The last of the music ministries discussed in the US Bishops’ 2007 document Sing to the Lord: the director. This person is defined first as a collaborator:
A professional director of music ministries, or music director … (works) with the bishop or pastor to oversee the planning, coordination, and ministries of the parish or diocesan liturgical music program. (45)
A three-point checklist follows. This describes the expectations:
- fosters the active participation of the liturgical assembly in singing;
- coordinates the preparation of music to be sung at various liturgical celebrations;
- promotes the ministries of choirs, psalmists, cantors, organists, and all who play instruments that serve the Liturgy.
This seems to be a good skeleton for any job description, including that all-important responsibility for the singing of the liturgical assembly.
The bishops offer a curious comment, “(M)any potential directors of music are not of our faith tradition. It is significant as we go forward that directors of music are properly trained to express our faith traditions effectively and with pastoral sensitivity.”
I would agree some directors are not Roman Catholic. However, the overall faith tradition is Christian. Different varieties of Christian, be they Eastern, Western, Reformation, Anglican, Roman, Coptic, or whatever, do share a single faith.
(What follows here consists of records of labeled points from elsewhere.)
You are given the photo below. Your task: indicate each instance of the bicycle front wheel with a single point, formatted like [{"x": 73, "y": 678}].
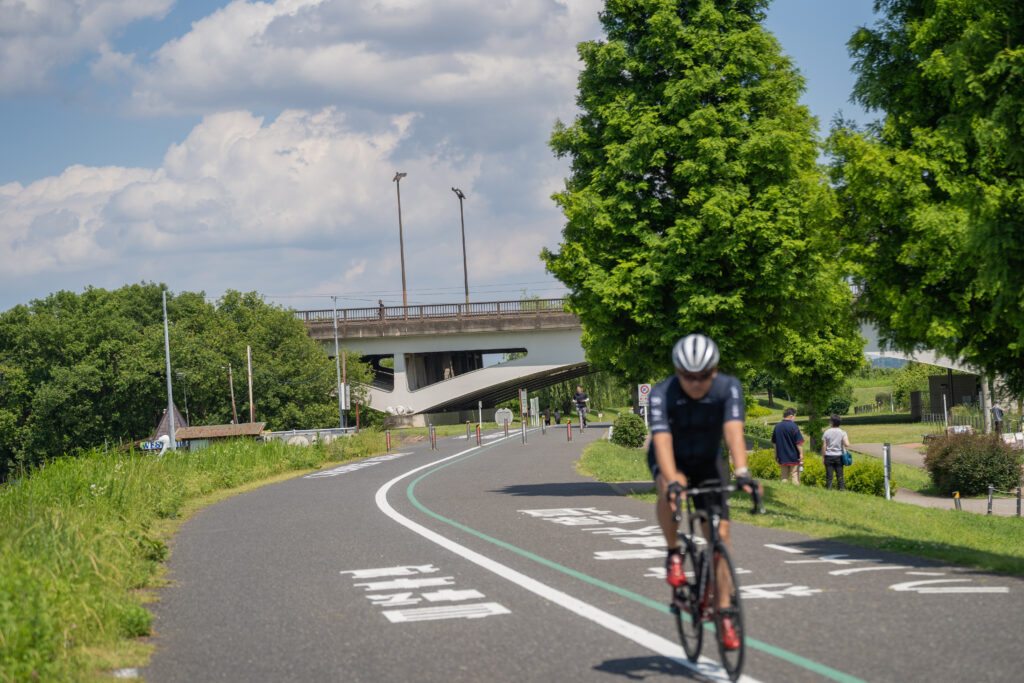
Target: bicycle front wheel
[
  {"x": 728, "y": 614},
  {"x": 686, "y": 605}
]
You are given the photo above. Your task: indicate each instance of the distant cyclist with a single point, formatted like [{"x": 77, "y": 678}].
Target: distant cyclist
[
  {"x": 581, "y": 399},
  {"x": 690, "y": 413}
]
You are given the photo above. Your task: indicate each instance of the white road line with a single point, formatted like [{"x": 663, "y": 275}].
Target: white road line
[
  {"x": 847, "y": 572},
  {"x": 651, "y": 641},
  {"x": 784, "y": 549}
]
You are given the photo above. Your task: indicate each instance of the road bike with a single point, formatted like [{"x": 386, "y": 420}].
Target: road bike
[{"x": 711, "y": 593}]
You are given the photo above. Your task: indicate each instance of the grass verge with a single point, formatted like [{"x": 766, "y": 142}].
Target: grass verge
[
  {"x": 84, "y": 538},
  {"x": 868, "y": 521}
]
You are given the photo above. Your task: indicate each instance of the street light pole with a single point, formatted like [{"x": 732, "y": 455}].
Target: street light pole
[
  {"x": 337, "y": 367},
  {"x": 170, "y": 394},
  {"x": 398, "y": 175},
  {"x": 465, "y": 267}
]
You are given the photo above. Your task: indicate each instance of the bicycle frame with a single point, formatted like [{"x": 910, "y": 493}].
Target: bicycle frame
[{"x": 711, "y": 592}]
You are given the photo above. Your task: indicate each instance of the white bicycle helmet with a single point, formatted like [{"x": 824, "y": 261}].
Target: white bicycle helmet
[{"x": 695, "y": 353}]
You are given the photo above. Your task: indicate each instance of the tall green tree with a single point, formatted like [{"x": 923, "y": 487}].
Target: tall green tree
[
  {"x": 80, "y": 369},
  {"x": 932, "y": 197},
  {"x": 694, "y": 202}
]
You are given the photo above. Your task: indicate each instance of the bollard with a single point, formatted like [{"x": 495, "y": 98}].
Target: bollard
[{"x": 887, "y": 465}]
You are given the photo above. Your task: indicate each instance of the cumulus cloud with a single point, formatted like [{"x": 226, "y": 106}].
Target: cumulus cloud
[
  {"x": 303, "y": 183},
  {"x": 38, "y": 37},
  {"x": 402, "y": 54}
]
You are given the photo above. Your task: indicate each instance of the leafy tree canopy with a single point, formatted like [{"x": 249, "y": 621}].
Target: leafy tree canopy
[
  {"x": 932, "y": 198},
  {"x": 80, "y": 369},
  {"x": 694, "y": 201}
]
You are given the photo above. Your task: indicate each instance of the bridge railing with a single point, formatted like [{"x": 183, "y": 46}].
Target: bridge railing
[{"x": 438, "y": 310}]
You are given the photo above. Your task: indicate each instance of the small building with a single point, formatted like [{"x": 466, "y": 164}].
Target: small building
[{"x": 200, "y": 437}]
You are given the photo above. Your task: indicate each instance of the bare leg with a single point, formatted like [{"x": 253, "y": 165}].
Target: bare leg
[
  {"x": 722, "y": 578},
  {"x": 670, "y": 527}
]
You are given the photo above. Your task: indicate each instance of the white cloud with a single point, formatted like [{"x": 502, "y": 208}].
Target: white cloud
[
  {"x": 399, "y": 54},
  {"x": 38, "y": 37},
  {"x": 303, "y": 181}
]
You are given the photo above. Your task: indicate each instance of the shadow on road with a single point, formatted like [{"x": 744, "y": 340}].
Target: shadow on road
[{"x": 637, "y": 669}]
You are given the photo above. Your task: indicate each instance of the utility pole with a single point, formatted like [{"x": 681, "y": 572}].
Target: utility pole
[
  {"x": 170, "y": 396},
  {"x": 230, "y": 384},
  {"x": 337, "y": 367},
  {"x": 465, "y": 267},
  {"x": 252, "y": 408},
  {"x": 398, "y": 175}
]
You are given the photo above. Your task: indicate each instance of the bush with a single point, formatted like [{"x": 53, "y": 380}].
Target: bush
[
  {"x": 762, "y": 465},
  {"x": 758, "y": 411},
  {"x": 759, "y": 430},
  {"x": 839, "y": 406},
  {"x": 864, "y": 476},
  {"x": 868, "y": 476},
  {"x": 969, "y": 463},
  {"x": 814, "y": 471},
  {"x": 630, "y": 431}
]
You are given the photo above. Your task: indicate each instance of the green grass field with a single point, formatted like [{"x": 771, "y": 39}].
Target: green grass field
[
  {"x": 987, "y": 543},
  {"x": 83, "y": 539}
]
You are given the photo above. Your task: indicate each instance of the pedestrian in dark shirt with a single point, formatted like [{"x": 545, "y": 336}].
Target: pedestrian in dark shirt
[{"x": 788, "y": 445}]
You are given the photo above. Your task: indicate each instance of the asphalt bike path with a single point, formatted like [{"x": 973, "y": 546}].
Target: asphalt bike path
[{"x": 503, "y": 563}]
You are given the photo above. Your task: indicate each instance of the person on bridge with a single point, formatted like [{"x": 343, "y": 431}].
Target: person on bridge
[
  {"x": 581, "y": 399},
  {"x": 690, "y": 413}
]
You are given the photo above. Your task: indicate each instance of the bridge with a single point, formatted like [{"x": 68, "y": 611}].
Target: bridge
[{"x": 449, "y": 357}]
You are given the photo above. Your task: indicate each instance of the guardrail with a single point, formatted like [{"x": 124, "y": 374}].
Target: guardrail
[{"x": 440, "y": 310}]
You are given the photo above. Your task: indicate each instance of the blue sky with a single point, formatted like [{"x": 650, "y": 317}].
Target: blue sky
[{"x": 251, "y": 145}]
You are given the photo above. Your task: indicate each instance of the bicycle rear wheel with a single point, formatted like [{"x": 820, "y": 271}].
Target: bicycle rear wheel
[
  {"x": 732, "y": 657},
  {"x": 686, "y": 605}
]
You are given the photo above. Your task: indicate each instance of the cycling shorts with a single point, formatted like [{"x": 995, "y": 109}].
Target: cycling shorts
[{"x": 697, "y": 473}]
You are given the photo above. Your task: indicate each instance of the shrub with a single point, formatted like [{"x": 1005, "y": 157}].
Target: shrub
[
  {"x": 969, "y": 463},
  {"x": 864, "y": 476},
  {"x": 630, "y": 431},
  {"x": 762, "y": 464},
  {"x": 758, "y": 411},
  {"x": 814, "y": 471},
  {"x": 758, "y": 430},
  {"x": 839, "y": 406},
  {"x": 868, "y": 476}
]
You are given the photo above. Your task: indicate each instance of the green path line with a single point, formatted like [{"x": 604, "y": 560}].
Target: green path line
[{"x": 785, "y": 655}]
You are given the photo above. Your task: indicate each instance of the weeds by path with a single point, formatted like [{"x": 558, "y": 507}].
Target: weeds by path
[
  {"x": 82, "y": 538},
  {"x": 969, "y": 540}
]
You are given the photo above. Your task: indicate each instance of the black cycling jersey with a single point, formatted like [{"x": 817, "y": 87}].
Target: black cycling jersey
[{"x": 695, "y": 425}]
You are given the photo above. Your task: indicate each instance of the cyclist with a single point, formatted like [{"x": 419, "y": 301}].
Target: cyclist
[
  {"x": 580, "y": 399},
  {"x": 690, "y": 413}
]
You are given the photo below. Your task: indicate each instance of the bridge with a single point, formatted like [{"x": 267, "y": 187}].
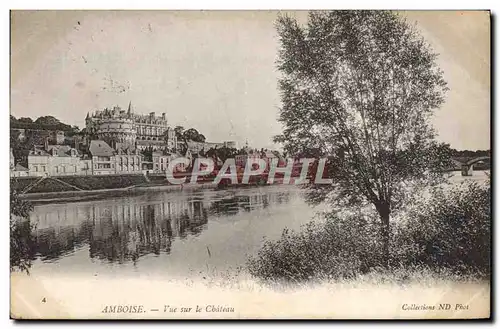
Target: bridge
[{"x": 468, "y": 167}]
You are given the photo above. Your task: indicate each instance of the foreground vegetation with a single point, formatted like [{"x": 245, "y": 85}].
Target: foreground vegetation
[{"x": 447, "y": 232}]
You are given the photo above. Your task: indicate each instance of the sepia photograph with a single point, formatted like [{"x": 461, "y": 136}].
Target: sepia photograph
[{"x": 250, "y": 164}]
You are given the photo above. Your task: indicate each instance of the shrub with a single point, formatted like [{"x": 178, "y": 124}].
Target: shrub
[
  {"x": 447, "y": 232},
  {"x": 334, "y": 248},
  {"x": 450, "y": 229}
]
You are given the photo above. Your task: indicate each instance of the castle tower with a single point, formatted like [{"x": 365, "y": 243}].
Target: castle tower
[{"x": 130, "y": 110}]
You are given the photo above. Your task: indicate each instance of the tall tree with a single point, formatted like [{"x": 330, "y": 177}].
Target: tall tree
[{"x": 360, "y": 87}]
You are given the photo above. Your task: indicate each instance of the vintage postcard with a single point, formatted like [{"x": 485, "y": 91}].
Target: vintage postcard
[{"x": 250, "y": 164}]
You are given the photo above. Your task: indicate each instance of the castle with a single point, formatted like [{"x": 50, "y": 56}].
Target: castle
[{"x": 125, "y": 129}]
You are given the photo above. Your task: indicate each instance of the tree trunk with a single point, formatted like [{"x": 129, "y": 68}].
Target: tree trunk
[{"x": 384, "y": 213}]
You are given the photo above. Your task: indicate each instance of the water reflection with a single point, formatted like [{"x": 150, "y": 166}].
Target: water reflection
[{"x": 125, "y": 229}]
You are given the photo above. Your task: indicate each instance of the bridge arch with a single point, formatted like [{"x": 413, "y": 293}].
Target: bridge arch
[{"x": 468, "y": 167}]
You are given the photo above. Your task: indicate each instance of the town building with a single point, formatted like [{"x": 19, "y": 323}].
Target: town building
[
  {"x": 197, "y": 147},
  {"x": 19, "y": 171},
  {"x": 103, "y": 158},
  {"x": 142, "y": 131},
  {"x": 57, "y": 160},
  {"x": 128, "y": 161}
]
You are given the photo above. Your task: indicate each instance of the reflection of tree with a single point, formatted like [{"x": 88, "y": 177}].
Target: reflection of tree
[
  {"x": 127, "y": 231},
  {"x": 233, "y": 205}
]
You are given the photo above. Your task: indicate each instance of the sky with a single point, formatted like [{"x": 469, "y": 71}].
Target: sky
[{"x": 213, "y": 70}]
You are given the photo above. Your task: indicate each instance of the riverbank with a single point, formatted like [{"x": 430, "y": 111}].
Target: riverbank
[{"x": 88, "y": 195}]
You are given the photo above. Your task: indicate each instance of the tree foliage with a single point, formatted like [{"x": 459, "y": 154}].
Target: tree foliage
[
  {"x": 21, "y": 238},
  {"x": 360, "y": 87}
]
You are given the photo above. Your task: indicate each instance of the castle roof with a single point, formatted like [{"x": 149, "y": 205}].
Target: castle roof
[{"x": 100, "y": 148}]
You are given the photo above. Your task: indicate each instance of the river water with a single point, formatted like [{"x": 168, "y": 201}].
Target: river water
[{"x": 174, "y": 234}]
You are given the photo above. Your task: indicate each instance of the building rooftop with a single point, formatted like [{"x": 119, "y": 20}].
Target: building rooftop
[
  {"x": 18, "y": 167},
  {"x": 100, "y": 148}
]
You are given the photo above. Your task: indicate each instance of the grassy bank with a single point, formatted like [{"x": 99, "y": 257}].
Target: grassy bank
[
  {"x": 76, "y": 183},
  {"x": 446, "y": 233}
]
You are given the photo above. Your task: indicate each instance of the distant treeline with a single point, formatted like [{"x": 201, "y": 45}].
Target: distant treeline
[
  {"x": 470, "y": 154},
  {"x": 42, "y": 123}
]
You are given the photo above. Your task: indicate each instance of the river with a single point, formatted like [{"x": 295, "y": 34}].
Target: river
[
  {"x": 173, "y": 234},
  {"x": 176, "y": 234}
]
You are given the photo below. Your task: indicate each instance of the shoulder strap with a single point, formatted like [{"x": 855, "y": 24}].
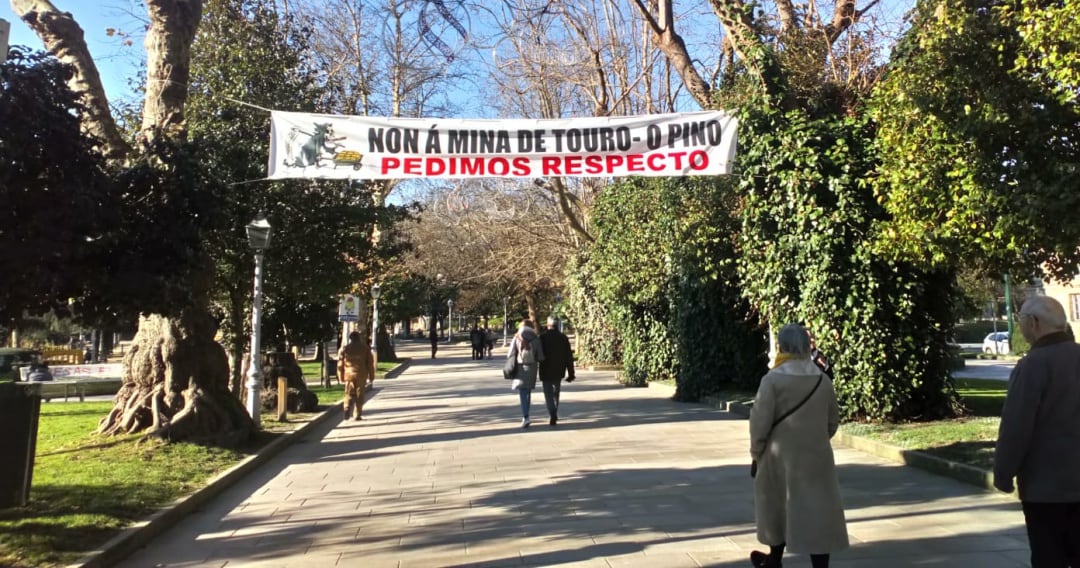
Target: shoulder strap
[{"x": 790, "y": 413}]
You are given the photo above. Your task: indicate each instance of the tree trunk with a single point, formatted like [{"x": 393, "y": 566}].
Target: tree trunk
[
  {"x": 176, "y": 384},
  {"x": 237, "y": 345},
  {"x": 64, "y": 38}
]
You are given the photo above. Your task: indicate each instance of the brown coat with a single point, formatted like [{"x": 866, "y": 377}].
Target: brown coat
[
  {"x": 355, "y": 364},
  {"x": 796, "y": 490}
]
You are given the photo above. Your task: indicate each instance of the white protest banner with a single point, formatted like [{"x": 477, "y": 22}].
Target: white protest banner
[{"x": 328, "y": 146}]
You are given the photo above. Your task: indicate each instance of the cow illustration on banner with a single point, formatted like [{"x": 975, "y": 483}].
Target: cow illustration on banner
[{"x": 325, "y": 146}]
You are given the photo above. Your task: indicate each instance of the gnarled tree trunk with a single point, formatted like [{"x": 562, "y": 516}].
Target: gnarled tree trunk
[{"x": 176, "y": 384}]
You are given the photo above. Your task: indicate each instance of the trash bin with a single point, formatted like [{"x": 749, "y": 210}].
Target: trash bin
[{"x": 19, "y": 408}]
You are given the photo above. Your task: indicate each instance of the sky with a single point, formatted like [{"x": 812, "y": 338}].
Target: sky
[{"x": 117, "y": 63}]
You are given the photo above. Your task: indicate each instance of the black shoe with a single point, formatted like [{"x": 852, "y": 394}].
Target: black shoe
[{"x": 760, "y": 559}]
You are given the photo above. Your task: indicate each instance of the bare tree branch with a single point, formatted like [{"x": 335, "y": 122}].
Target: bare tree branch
[
  {"x": 672, "y": 44},
  {"x": 64, "y": 38}
]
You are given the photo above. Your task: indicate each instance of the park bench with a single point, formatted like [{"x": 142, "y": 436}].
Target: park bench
[
  {"x": 77, "y": 388},
  {"x": 80, "y": 380}
]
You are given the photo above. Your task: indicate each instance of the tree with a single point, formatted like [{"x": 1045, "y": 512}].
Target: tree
[
  {"x": 54, "y": 192},
  {"x": 979, "y": 126},
  {"x": 176, "y": 376},
  {"x": 319, "y": 228},
  {"x": 487, "y": 233},
  {"x": 809, "y": 218}
]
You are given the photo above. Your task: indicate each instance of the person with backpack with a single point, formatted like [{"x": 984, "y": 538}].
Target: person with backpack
[{"x": 527, "y": 351}]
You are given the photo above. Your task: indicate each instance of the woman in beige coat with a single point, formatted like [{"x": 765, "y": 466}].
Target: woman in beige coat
[{"x": 796, "y": 491}]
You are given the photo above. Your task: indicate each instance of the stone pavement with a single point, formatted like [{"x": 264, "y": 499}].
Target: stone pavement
[{"x": 441, "y": 474}]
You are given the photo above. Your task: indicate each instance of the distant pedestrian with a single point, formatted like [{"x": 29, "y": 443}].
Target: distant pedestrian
[
  {"x": 356, "y": 370},
  {"x": 796, "y": 489},
  {"x": 476, "y": 340},
  {"x": 1039, "y": 435},
  {"x": 557, "y": 363},
  {"x": 527, "y": 350},
  {"x": 489, "y": 341}
]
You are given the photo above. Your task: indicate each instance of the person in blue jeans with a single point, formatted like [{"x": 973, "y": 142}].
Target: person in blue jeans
[{"x": 528, "y": 352}]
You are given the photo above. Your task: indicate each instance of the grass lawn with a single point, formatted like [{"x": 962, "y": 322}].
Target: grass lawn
[
  {"x": 312, "y": 369},
  {"x": 967, "y": 440},
  {"x": 86, "y": 488}
]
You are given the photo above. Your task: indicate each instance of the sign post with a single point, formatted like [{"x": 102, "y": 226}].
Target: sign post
[{"x": 348, "y": 312}]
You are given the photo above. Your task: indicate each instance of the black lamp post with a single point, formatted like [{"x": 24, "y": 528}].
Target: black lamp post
[{"x": 258, "y": 238}]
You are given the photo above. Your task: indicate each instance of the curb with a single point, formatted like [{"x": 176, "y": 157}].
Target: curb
[
  {"x": 136, "y": 536},
  {"x": 920, "y": 460}
]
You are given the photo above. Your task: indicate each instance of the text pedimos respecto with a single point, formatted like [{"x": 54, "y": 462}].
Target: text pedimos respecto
[
  {"x": 602, "y": 150},
  {"x": 665, "y": 145}
]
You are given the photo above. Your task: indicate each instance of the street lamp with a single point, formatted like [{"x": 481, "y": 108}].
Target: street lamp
[
  {"x": 449, "y": 321},
  {"x": 558, "y": 301},
  {"x": 258, "y": 238},
  {"x": 375, "y": 315}
]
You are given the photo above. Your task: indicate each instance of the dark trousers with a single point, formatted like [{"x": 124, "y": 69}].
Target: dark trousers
[
  {"x": 1053, "y": 531},
  {"x": 551, "y": 391}
]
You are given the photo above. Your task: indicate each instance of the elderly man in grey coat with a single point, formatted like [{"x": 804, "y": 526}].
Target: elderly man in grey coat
[
  {"x": 1039, "y": 436},
  {"x": 796, "y": 489}
]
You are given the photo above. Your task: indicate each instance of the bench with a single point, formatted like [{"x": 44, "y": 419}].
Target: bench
[{"x": 76, "y": 387}]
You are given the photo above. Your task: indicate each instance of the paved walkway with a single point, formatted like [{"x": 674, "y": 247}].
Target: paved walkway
[{"x": 440, "y": 474}]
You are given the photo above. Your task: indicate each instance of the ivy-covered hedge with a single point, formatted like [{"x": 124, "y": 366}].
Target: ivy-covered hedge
[
  {"x": 597, "y": 339},
  {"x": 663, "y": 273},
  {"x": 807, "y": 254}
]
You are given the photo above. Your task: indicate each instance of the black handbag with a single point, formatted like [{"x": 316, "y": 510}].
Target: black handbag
[
  {"x": 510, "y": 368},
  {"x": 753, "y": 463}
]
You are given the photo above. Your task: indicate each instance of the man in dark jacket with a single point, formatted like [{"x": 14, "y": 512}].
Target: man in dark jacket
[
  {"x": 557, "y": 363},
  {"x": 1039, "y": 436}
]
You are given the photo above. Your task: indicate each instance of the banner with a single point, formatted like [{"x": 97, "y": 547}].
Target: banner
[{"x": 339, "y": 147}]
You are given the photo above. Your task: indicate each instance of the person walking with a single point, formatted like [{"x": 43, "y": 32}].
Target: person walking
[
  {"x": 356, "y": 370},
  {"x": 476, "y": 340},
  {"x": 557, "y": 363},
  {"x": 527, "y": 350},
  {"x": 796, "y": 489},
  {"x": 1039, "y": 435}
]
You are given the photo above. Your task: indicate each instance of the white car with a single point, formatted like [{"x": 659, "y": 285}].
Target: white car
[{"x": 996, "y": 343}]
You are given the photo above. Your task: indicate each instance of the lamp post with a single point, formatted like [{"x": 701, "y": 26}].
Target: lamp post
[
  {"x": 449, "y": 321},
  {"x": 375, "y": 315},
  {"x": 558, "y": 301},
  {"x": 505, "y": 324},
  {"x": 258, "y": 238}
]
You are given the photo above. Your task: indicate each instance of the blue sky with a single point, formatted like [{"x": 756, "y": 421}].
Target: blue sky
[
  {"x": 117, "y": 63},
  {"x": 120, "y": 64}
]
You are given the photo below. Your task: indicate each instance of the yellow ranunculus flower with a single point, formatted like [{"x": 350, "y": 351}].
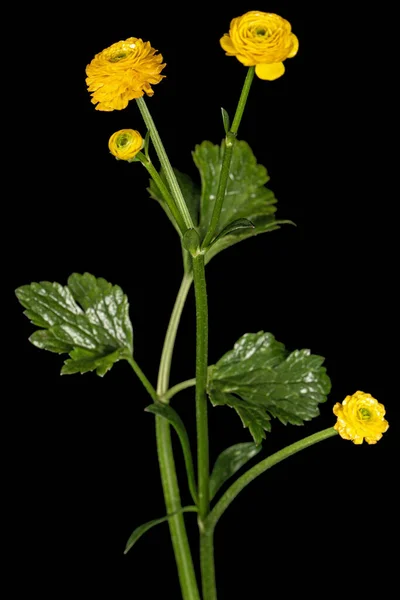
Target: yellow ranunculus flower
[
  {"x": 122, "y": 72},
  {"x": 125, "y": 144},
  {"x": 263, "y": 40},
  {"x": 360, "y": 416}
]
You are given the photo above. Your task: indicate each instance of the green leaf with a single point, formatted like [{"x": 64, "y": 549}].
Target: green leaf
[
  {"x": 167, "y": 412},
  {"x": 234, "y": 226},
  {"x": 260, "y": 380},
  {"x": 229, "y": 462},
  {"x": 225, "y": 120},
  {"x": 246, "y": 195},
  {"x": 88, "y": 319},
  {"x": 190, "y": 191},
  {"x": 139, "y": 531}
]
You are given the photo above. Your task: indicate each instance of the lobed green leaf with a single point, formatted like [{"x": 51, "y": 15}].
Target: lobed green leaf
[
  {"x": 260, "y": 380},
  {"x": 88, "y": 319}
]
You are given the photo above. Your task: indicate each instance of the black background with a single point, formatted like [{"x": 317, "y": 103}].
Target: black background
[{"x": 80, "y": 452}]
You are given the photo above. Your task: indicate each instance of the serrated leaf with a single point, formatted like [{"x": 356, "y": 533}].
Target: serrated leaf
[
  {"x": 246, "y": 196},
  {"x": 229, "y": 462},
  {"x": 261, "y": 225},
  {"x": 225, "y": 120},
  {"x": 260, "y": 380},
  {"x": 96, "y": 333},
  {"x": 139, "y": 531},
  {"x": 190, "y": 191},
  {"x": 167, "y": 412}
]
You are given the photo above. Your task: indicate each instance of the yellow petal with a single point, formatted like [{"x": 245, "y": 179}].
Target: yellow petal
[
  {"x": 227, "y": 45},
  {"x": 295, "y": 48},
  {"x": 271, "y": 71}
]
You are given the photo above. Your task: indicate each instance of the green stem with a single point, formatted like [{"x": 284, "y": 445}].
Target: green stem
[
  {"x": 242, "y": 100},
  {"x": 206, "y": 538},
  {"x": 207, "y": 565},
  {"x": 226, "y": 162},
  {"x": 143, "y": 378},
  {"x": 200, "y": 291},
  {"x": 170, "y": 336},
  {"x": 169, "y": 479},
  {"x": 260, "y": 468},
  {"x": 178, "y": 388},
  {"x": 148, "y": 165},
  {"x": 165, "y": 164}
]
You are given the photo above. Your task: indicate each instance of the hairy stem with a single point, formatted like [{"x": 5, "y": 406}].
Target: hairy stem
[
  {"x": 178, "y": 388},
  {"x": 165, "y": 164},
  {"x": 206, "y": 540},
  {"x": 169, "y": 479},
  {"x": 143, "y": 378},
  {"x": 152, "y": 171},
  {"x": 226, "y": 162},
  {"x": 260, "y": 468}
]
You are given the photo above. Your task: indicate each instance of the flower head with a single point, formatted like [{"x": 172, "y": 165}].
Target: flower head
[
  {"x": 122, "y": 72},
  {"x": 360, "y": 416},
  {"x": 263, "y": 40},
  {"x": 125, "y": 144}
]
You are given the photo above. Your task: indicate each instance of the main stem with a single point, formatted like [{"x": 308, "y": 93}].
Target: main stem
[
  {"x": 226, "y": 162},
  {"x": 200, "y": 291},
  {"x": 206, "y": 539},
  {"x": 165, "y": 164},
  {"x": 183, "y": 557}
]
But I would agree that within the cultural and religious expression of a particular faith community that a broad sensitivity should exist, however one might interpret that.
SttL 46 mentions baptism, discipleship, the USCCB document on lay ecclesial ministry, and the importance that music ministry “finds its place within the communion of the Church and serves the mission of Christ in the Spirit.” (Co-Workers in the Vineyard of the Lord #17) I would think that a serious music director (meaning a long-term or career person) find time to digest the document and be prepared for a personal reflection on how one’s ministry aligns with the greater view expressed there.
SttL 47 reminds us of the importance of working together, clergy and music directors, and that the latter are part of a baptismal priesthood, one that leads to a life of discipleship.
That wraps up ministries of music. Any comments on it?